I think it's awful! It may be better for him to get with the local animal control & trap the cats. He is at risk for animal cruelty charges by shooting at them, depending on what the laws are in your community and if someone reports him.


----------



## cherylim (Sep 27, 2011)

I'm definitely against it. I don't like cats using my garden as a toilet either, but at the end of the day what gives me more right to the land than them? They're animals, you can't set boundaries. My neighbours have three cats and they've started using a corner of our garden (we were working on it, so it's raw soil) as a litter tray. Frustrating, and it means I have to keep Emrys away from that corner, but cats will be cats and I'd never want my neighbour to feel that her cats needed to be restricted in some way, or weren't welcome in our garden.


----------



## dmarcus (Sep 27, 2011)

I don't like it, there are still BB guns out there that has a pump action handle and you pump it to build up pressure to shot it, so the more you put the more pressure you build up and that can do some damage...


----------



## Jacqui (Sep 27, 2011)

I don't like it at all, but then I am the crazy cat person in my neighborhood.   BBs can actually do damage. We have had kids in the neighborhood, when my kids were young who use to play war with those guns. In their growing up years each of my four at one time or another had an actual injury from BBs. By injury I mean at the very least they broke skin. On my youngest child they went into the skin right before his ear. I was able to myself get the little pellet out.

Now these were all human children and all over 10 years of age. I don't want to know what it could do to a small child. I know they can kill birds using a BB, would think it could also be strong enough to kill a kitten.


----------



## yagyujubei (Sep 27, 2011)

I am a cat lover, but my neighbors flanking me probably have 30 barn cats between them. They would come by my house and fight with my in/out cat. I used to catch them in a live catch trap, and just before I let them go, I'd drench them with 5 gal of cold water. I've never caught the same one twice. Nobody hurt, but they steer clear of my place pretty much.


----------



## AshleyJones (Sep 27, 2011)

I watch alot of animal shows and I have actually see one where they caught a stray dog did an xray on him and found a ton of BBs under his skin from kids shooting him. Its very sad!!


----------



## GBtortoises (Sep 27, 2011)

I say if you're going to kill it, use a caliber of shot big enough to do the job. Don't make them suffer. Beyond that I see no difference between a stray cat or a skunk or racoon. Anyone of them can be a menace in a given situation it just depends upon what an individuals tolerance level to their menacing may be. I'm not saying whether it's right or not to kill strays. I'm just saying if you feel that you must do it, do it right so that they die quickly with as little pain as possible.


----------



## ascott (Sep 27, 2011)

Have you filed a complaint with animal control?


----------



## Claireabbo (Sep 27, 2011)

thats horrible!!!


----------



## jaizei (Sep 27, 2011)

While I wouldn't do it, I think that, depending on how powerful the bb gun is, it might not even be cruel. Whats worse shooting (killing) any cat that strays into his yard, or using the bb gun to deter them?


----------



## FranklinTturtle (Sep 27, 2011)

His BB pistol has a CO-2 cartridge. So you know thats quite powerful.


----------



## dmmj (Sep 27, 2011)

I am sort of on the fence here, as long as he is not inuring the kittens (permanently) I am sort of ok with it, Of course I like the ice water method someone else mentioned, I can understand frustration at animals that people either release or don't take care of. I wouldn't do it


----------



## Jacqui (Sep 27, 2011)

What if the neighbor were to be shooting children who came into his yard? Would all of you who thought it was okay to shoot the cats, also think shooting a child was okay, too? Just curious.

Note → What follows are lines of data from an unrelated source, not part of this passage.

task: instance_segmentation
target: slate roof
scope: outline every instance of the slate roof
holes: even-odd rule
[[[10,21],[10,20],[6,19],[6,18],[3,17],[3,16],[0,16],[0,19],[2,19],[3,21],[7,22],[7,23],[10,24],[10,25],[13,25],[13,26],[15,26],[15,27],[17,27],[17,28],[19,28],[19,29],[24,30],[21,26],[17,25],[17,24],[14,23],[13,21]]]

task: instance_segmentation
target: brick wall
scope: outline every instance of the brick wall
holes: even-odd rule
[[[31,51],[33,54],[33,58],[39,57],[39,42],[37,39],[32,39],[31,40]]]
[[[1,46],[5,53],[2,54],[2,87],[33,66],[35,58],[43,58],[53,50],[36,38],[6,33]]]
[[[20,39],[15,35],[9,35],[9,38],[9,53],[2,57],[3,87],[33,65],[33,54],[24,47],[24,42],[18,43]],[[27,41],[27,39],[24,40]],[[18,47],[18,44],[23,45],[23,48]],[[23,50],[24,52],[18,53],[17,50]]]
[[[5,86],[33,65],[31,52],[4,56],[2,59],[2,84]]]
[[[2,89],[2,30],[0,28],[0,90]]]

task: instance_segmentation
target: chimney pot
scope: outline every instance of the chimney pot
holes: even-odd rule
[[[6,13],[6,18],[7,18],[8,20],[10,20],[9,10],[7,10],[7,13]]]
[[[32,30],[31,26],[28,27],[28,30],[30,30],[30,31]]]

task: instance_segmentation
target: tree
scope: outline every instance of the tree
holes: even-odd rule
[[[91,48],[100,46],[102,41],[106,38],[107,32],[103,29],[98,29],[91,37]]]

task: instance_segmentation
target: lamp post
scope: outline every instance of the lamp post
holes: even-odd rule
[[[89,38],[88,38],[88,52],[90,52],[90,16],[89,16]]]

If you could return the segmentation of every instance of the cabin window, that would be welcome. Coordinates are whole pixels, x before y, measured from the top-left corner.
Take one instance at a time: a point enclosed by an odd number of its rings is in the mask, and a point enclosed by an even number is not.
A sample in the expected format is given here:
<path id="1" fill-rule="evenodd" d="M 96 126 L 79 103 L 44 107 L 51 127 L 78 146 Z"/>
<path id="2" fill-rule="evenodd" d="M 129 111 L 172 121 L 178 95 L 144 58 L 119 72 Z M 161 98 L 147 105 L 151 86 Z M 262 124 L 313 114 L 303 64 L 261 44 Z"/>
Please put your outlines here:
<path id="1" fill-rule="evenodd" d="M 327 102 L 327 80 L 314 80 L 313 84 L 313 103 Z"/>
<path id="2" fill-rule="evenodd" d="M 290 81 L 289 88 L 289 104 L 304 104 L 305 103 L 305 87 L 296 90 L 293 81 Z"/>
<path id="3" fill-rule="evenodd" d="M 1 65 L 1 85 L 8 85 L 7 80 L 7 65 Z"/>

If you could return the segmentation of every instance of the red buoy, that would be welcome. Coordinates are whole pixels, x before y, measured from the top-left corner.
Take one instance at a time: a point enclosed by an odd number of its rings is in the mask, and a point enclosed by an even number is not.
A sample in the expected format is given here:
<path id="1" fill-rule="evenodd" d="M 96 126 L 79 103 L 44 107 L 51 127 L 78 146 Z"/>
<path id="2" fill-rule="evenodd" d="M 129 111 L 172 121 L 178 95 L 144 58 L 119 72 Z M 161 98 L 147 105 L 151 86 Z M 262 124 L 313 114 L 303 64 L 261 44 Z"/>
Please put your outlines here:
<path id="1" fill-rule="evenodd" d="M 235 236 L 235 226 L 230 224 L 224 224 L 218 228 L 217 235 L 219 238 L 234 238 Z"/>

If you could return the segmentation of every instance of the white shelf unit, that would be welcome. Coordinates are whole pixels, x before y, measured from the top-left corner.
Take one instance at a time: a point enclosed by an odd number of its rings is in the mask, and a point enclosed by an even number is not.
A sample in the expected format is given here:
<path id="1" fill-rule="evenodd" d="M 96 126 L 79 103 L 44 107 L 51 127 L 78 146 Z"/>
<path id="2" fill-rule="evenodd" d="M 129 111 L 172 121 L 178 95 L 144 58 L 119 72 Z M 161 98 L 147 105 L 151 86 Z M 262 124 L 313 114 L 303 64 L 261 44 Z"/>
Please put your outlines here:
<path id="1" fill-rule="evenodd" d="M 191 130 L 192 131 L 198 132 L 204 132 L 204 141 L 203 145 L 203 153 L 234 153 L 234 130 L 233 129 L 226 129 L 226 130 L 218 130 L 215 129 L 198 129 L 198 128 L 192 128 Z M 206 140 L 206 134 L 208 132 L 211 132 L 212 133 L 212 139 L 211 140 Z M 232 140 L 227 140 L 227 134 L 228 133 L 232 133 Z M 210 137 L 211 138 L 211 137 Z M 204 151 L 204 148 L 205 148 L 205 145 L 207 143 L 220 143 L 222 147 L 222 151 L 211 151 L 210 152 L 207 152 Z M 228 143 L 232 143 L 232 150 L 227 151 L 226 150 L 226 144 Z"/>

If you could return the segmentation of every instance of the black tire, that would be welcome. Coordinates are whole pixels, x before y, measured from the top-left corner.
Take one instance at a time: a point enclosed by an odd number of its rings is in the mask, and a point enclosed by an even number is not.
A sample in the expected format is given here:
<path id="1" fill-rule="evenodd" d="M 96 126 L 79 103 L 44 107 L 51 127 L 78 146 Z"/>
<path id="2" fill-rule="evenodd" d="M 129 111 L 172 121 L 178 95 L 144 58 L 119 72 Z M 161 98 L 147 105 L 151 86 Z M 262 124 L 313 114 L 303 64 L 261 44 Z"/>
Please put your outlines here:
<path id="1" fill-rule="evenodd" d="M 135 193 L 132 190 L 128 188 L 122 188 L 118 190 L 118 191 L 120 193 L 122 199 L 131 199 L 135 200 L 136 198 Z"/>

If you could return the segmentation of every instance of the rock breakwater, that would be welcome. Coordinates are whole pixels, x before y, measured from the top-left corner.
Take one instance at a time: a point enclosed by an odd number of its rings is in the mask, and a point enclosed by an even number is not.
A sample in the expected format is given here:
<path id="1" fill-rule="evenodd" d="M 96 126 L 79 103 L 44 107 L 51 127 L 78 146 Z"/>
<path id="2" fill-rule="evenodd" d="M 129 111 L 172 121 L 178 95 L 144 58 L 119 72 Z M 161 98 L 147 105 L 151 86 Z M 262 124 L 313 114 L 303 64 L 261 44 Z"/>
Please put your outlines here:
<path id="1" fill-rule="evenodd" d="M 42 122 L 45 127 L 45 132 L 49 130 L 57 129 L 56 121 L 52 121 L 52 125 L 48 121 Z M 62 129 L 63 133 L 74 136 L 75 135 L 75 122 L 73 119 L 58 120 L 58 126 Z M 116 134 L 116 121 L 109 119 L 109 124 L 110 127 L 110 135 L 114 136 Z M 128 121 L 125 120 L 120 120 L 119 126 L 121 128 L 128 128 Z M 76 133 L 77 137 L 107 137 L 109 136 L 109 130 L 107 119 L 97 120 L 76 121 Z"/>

...or what if one of your tortoises escaped into his yard, is it still okay to shoot them, too?


----------



## dmmj (Sep 27, 2011)

Come on jaqui kids and kittens are two completely different things. With all due respect I can't even argue the point.


----------



## Jacqui (Sep 27, 2011)

dmmj said:


> Come on jaqui kids and kittens are two completely different things. With all due respect I can't even argue the point.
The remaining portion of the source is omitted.